Hey, guys and gals! I need some help. I am buying a custom-made bracelet and ring for my boyfriend (KathrynRiechert on Etsy - Limited Edition and Custom Sterling Silver Jewelry) and have no idea what kind of phrase to put on it for him. I don't want it to be something he'd be embarrassed about (e.g. "Ashley Loves Sean") but I still want it to be personal and meaningful and not just a cliché phrase or quote like "Carpe Diem." I was debating, for one of them, a few song lyrics from his favourite song... or a few lines from an e.e. cummings poem and I can include the whole poem written out on a piece of paper with the gift so he understands how it relates to us... but I'd like the other one to be more personal and directly related to our relationship. And on the inside of the ring, I can put our anniversary date.

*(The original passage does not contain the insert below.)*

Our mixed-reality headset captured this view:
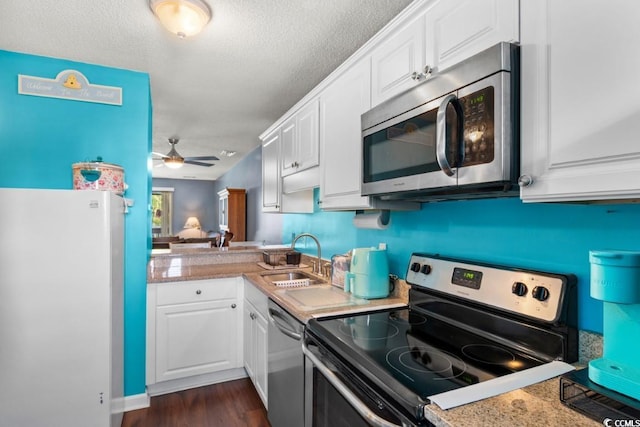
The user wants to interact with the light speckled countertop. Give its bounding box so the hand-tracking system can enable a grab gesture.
[147,248,602,427]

Does anyone have any ideas? What kind of things have you gotten printed on custom jewelry (either for yourself or someone else)?


----------



## funkychik02 (Jul 29, 2009)

I<3Sean?


----------



## frocher (Jul 29, 2009)

............


----------



## bbtorres (Mar 11, 2010)

Me and my hubby got engraved "I will always love thee" in our wedding bands its kinda cliche but its a combination of one of our favorite songs from the Cure and from Romeo and Juliet the movie. Maybe combine two different things of each other one that reminds him of you and the other something he likes and appreciates...Hope this helps


----------